In Medingen bleibt Bauland leer

Am Eichelberg in Medingen sollten eigentlich elf kleine Einfamilienhäuser entstehen, extra klein für Familien aus der Stadt, welche gerne im Grünen wohnen wollen. Zudem war dort eine Seniorenresidenz geplant, es wurde nach einem Investor gesucht.

Doch Henryk Borchers von der VIVA Massivhaus GmbH ist enttäuscht. Seit einem Jahr ist das Grundstück erschlossen - verkauft wurde dort noch nichts. An dieser Situation habe nichts geändert. "Es werden momentan keine neuen Verträge abgeschlossen", sagt er gegenüber Sächsische.de.

Henryk Borchers vor dem Baugrundstück in Medingen am Eichelbarg. Hier hat sich noch nichts getan.
Henryk Borchers vor dem Baugrundstück in Medingen am Eichelbarg. Hier hat sich noch nichts getan. © Marion Doering

Zwar baue seine Firma gerade in Medingen ein Zwei-Familienhaus, ebenso in Heidenau und in Dresden, aber für den Eichelberg liegen die Anfragen bei null, so der Geschäftsführer der VIVA Massivhaus GmbH, Borchers, welcher auch in Baden-Württemberg baut: "Das ist aber nicht nur ein sächsisches Phänomen, denn auch unser Baugebiet in Baden-Württemberg findet seit einem Jahr keine Käufer."

Interessenten seien zwar da, aber die Rahmenbedingungen für eine Finanzierung haben sich drastisch geändert, erklärt Borchers: "So hat eine normale Familie mit 80.000 Euro Eigenkapital und einer möglichen Finanzierungsrate von 3.000 Euro leider selbst in Öhringen keine Chance auf einen Kredit."

Und auch die möglichen Investoren für das altersgerechte Wohnen in Medingen hätten sich leider zurückgezogen. Dennoch hofft Borchers, dass sie die Lage wieder entspannt und "dass alles kurzfristig wieder gut wird".

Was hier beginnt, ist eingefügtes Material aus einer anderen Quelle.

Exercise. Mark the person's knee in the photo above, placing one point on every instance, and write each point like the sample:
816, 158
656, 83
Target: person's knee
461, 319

Fünf Interessenten für Bauplätze in Ottendorf

Für den Neubau eines Eigenheims Am Farrenberg in Höhe der Radeberger Straße 45 in Ottendorf-Okrilla interessieren sich derzeit fünf Familien - alle kommen aus Dresden. Von den insgesamt 27 Baugrundstücken auf dem Gelände waren bis Anfang Juni letzten Jahres 22 verkauft worden. Bisher ist seit dem keine weitere konkrete Kaufzusage erfolgt, sagt Immobilienmakler Philipp Alschwee auf Anfrage von Sächsische.de.

Die Leute seien momentan massiv verunsichert durch die politische Situation, empfindet er. Erst vor einigen Tagen sei ein Interessent noch in letzter Minute vom Kauf eines Grundstücks abgesprungen. "Wir hatten bereits die Finanzierung fertiggestellt", erzählt Alschwee.

"Früher gab es hunderte Interessenten, heute nur noch zehn", berichtet er. Durch die gestiegenen Zinsen seien einige Leute nicht mehr in der Lages sich eine Immobile leisten zu können, aber auch die Regierungspolitik bezüglich der Energiesparvorgaben sorge für Verunsicherung bei den Kunden, stellt der Makler fest. "Die Leute haben Angst. Wenn die Grünen mit Sanktionen drohen und ein Kostendruck entsteht, der nicht kalkulierbar ist, warten sie ab", erklärt Alschwee.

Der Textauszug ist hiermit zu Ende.